The parameter species_A_abbr and species_B_abbr indicates scientific name abbreviation you defined for the investigated species and outgroup species respectively, for example, "Ath" and "Aly". You can set the option gene_order_in_collinearity by 'f' or 'r'. If the target genome gene_id located before the outgroup genome gene_id in file "xyz.collinearity", please use 'f'. paralog_pairs_in_A indicates the input file containing paralogous gene pairs from target species.

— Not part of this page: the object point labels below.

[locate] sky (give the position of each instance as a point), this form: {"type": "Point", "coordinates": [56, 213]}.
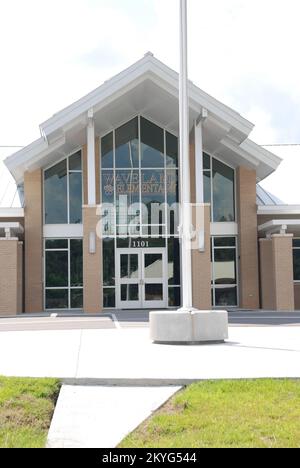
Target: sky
{"type": "Point", "coordinates": [244, 53]}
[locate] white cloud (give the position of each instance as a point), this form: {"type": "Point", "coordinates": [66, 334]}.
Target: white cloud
{"type": "Point", "coordinates": [53, 52]}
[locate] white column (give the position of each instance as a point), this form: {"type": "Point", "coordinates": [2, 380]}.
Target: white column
{"type": "Point", "coordinates": [187, 293]}
{"type": "Point", "coordinates": [91, 166]}
{"type": "Point", "coordinates": [199, 163]}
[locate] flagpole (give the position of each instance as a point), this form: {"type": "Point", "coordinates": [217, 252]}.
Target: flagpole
{"type": "Point", "coordinates": [186, 254]}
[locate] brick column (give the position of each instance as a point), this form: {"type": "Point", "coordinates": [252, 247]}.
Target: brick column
{"type": "Point", "coordinates": [11, 274]}
{"type": "Point", "coordinates": [33, 242]}
{"type": "Point", "coordinates": [201, 269]}
{"type": "Point", "coordinates": [277, 276]}
{"type": "Point", "coordinates": [92, 264]}
{"type": "Point", "coordinates": [248, 244]}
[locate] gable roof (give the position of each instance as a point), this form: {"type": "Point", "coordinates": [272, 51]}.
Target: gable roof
{"type": "Point", "coordinates": [265, 198]}
{"type": "Point", "coordinates": [11, 196]}
{"type": "Point", "coordinates": [152, 88]}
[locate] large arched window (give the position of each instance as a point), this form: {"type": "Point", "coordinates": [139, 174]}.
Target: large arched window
{"type": "Point", "coordinates": [219, 189]}
{"type": "Point", "coordinates": [63, 191]}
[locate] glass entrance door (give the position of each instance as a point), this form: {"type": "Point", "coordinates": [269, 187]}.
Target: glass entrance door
{"type": "Point", "coordinates": [141, 279]}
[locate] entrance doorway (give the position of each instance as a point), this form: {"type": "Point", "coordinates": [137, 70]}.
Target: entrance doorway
{"type": "Point", "coordinates": [141, 278]}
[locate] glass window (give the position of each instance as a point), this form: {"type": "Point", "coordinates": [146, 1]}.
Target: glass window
{"type": "Point", "coordinates": [207, 187]}
{"type": "Point", "coordinates": [56, 269]}
{"type": "Point", "coordinates": [226, 297]}
{"type": "Point", "coordinates": [108, 187]}
{"type": "Point", "coordinates": [129, 292]}
{"type": "Point", "coordinates": [75, 162]}
{"type": "Point", "coordinates": [153, 266]}
{"type": "Point", "coordinates": [206, 161]}
{"type": "Point", "coordinates": [174, 297]}
{"type": "Point", "coordinates": [224, 266]}
{"type": "Point", "coordinates": [154, 292]}
{"type": "Point", "coordinates": [219, 189]}
{"type": "Point", "coordinates": [127, 145]}
{"type": "Point", "coordinates": [152, 145]}
{"type": "Point", "coordinates": [296, 264]}
{"type": "Point", "coordinates": [223, 193]}
{"type": "Point", "coordinates": [76, 299]}
{"type": "Point", "coordinates": [75, 190]}
{"type": "Point", "coordinates": [109, 298]}
{"type": "Point", "coordinates": [56, 244]}
{"type": "Point", "coordinates": [76, 261]}
{"type": "Point", "coordinates": [63, 274]}
{"type": "Point", "coordinates": [172, 150]}
{"type": "Point", "coordinates": [174, 261]}
{"type": "Point", "coordinates": [63, 183]}
{"type": "Point", "coordinates": [153, 190]}
{"type": "Point", "coordinates": [57, 299]}
{"type": "Point", "coordinates": [108, 262]}
{"type": "Point", "coordinates": [139, 168]}
{"type": "Point", "coordinates": [225, 241]}
{"type": "Point", "coordinates": [129, 266]}
{"type": "Point", "coordinates": [224, 271]}
{"type": "Point", "coordinates": [107, 154]}
{"type": "Point", "coordinates": [56, 194]}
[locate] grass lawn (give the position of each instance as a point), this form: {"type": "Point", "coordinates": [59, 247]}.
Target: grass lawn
{"type": "Point", "coordinates": [249, 413]}
{"type": "Point", "coordinates": [26, 409]}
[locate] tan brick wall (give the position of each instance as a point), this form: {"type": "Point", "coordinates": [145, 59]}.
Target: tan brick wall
{"type": "Point", "coordinates": [283, 272]}
{"type": "Point", "coordinates": [297, 296]}
{"type": "Point", "coordinates": [267, 274]}
{"type": "Point", "coordinates": [201, 270]}
{"type": "Point", "coordinates": [97, 175]}
{"type": "Point", "coordinates": [10, 277]}
{"type": "Point", "coordinates": [92, 264]}
{"type": "Point", "coordinates": [248, 244]}
{"type": "Point", "coordinates": [20, 274]}
{"type": "Point", "coordinates": [276, 272]}
{"type": "Point", "coordinates": [33, 241]}
{"type": "Point", "coordinates": [201, 261]}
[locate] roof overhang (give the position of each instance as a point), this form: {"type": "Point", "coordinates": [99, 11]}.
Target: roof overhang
{"type": "Point", "coordinates": [149, 88]}
{"type": "Point", "coordinates": [280, 226]}
{"type": "Point", "coordinates": [278, 210]}
{"type": "Point", "coordinates": [11, 213]}
{"type": "Point", "coordinates": [10, 230]}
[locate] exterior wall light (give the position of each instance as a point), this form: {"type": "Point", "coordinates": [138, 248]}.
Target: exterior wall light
{"type": "Point", "coordinates": [92, 243]}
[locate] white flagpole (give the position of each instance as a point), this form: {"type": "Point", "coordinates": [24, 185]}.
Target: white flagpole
{"type": "Point", "coordinates": [187, 296]}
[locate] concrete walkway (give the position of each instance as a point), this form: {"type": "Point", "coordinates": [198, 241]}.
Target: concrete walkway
{"type": "Point", "coordinates": [126, 356]}
{"type": "Point", "coordinates": [100, 417]}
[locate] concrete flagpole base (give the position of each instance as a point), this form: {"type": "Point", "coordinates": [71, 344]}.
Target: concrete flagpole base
{"type": "Point", "coordinates": [188, 326]}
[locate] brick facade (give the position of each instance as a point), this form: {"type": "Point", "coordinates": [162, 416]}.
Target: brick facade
{"type": "Point", "coordinates": [11, 287]}
{"type": "Point", "coordinates": [248, 244]}
{"type": "Point", "coordinates": [33, 242]}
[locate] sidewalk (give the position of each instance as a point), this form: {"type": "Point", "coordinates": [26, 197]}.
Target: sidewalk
{"type": "Point", "coordinates": [127, 357]}
{"type": "Point", "coordinates": [101, 417]}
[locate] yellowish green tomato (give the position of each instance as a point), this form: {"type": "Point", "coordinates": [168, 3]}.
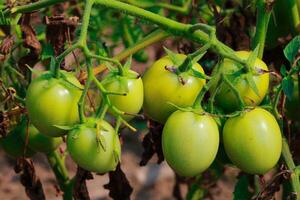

A typical command could look like this:

perl GeConScan.pl Ath Aly r Ath.wgd.pairs.example

This command will produce:

  1. Ath_Aly.homologous.quartets
Duplicate 1	Homolog 1	Duplicate 2	Homolog 2
Ath.AT1G17380.1	Aly.Aly312706	Ath.AT1G72450.1	Aly.Aly476379
Ath.AT1G17400.1	Aly.Aly471945	Ath.AT1G72490.1	Aly.Aly476382
Ath.AT1G17455.1	Aly.Aly471952	Ath.AT1G72630.1	Aly.Aly339481
Ath.AT1G17480.1	Aly.Aly471956	Ath.AT1G72670.1	Aly.Aly476404
Ath.AT1G17530.1	Aly.Aly471960	Ath.AT1G72750.1	Aly.Aly476412
Ath.AT1G17590.1	Aly.Aly471968	Ath.AT1G72830.2	Aly.Aly339498
  1. Ath_Aly.quartets.K.CV.BP.txt
Homologous_quartets	Pa(Ath-1, Ath-2)	Ps(Ath-1, Ath-2)	Pa(Aly-1, Aly-2)	Ps(Aly-1, Aly-2)	Pa(Ath-1, Aly-1)	Ps(Ath-1, Aly-1)	Pa(Ath-2, Aly-2)	Ps(Ath-2, Aly-2)	Is_conversion_between_Ath-1_and_Ath-2	Is_conversion_between_Aly-1_and_Aly-2	Bootstrap_percentage_Ks_Ath-1_Ath-2	Bootstrap_percentage_Ka_Ath-1_Ath-2	Bootstrap_percentage_Ks_Aly-1_Aly-2	Bootstrap_percentage_Ka_Aly-1_Aly-2
Ath.AT1G17380.1_Ath.AT1G72450.1_Aly.Aly312706_Aly.Aly476379	0.2493	1.0510	0.2763	0.9870	0.0493	0.1356	0.0394	0.1723	N	N	
Ath.AT1G17400.1_Ath.AT1G72490.1_Aly.Aly471945_Aly.Aly476382	0.2136	1.0556	0.2100	1.1067	0.0122	0.1398	0.0327	0.2425	N	N	
Ath.AT1G17455.1_Ath.AT1G72630.1_Aly.Aly471952_Aly.Aly339481	0.0695	0.8170	0.0738	0.7803	0.0000	0.0449	0.0040	0.2151	N	N	
Ath.AT1G17480.1_Ath.AT1G72670.1_Aly.Aly471956_Aly.Aly476404	0.1680	1.0117	0.1634	0.9545	0.0200	0.1268	0.0112	0.1642	N	N	
Ath.AT1G17530.1_Ath.AT1G72750.1_Aly.Aly471960_Aly.Aly476412	0.0888	0.9736	0.0900	0.9477	0.0224	0.1566	0.0074	0.1205	N	N	
Ath.AT1G17590.1_Ath.AT1G72830.2_Aly.Aly471968_Aly.Aly339498	0.2331	0.5479	0.1989	0.5094	0.0859	0.1327	0.0455	0.1487	N	N

Note:

  • Ath-1 and Ath-2 show two Ath paralogous genes, Aly-1 and Aly-2 show two Aly paralogous genes.
  • Pa () shows nonsynonymous nucleotide substitution difference, Ps () shows synonymous nucleotide substitution difference.
  • 'N' shows no gene converison found between the Ath or Aly paralogs.
  • 'R' shows that the two Ath paralogs have been affected by gene covnersion.
  • 'S' shows that the two Aly paralogs have been affected by gene covnersion.

Citation

Qiao X, Li Q, Yin H, Qi K, Li L, Wang R, Zhang S, Paterson AH: Gene duplication and evolution in recurring polyploidization–diploidization cycles in plants. Genome Biology 2019, 20:38.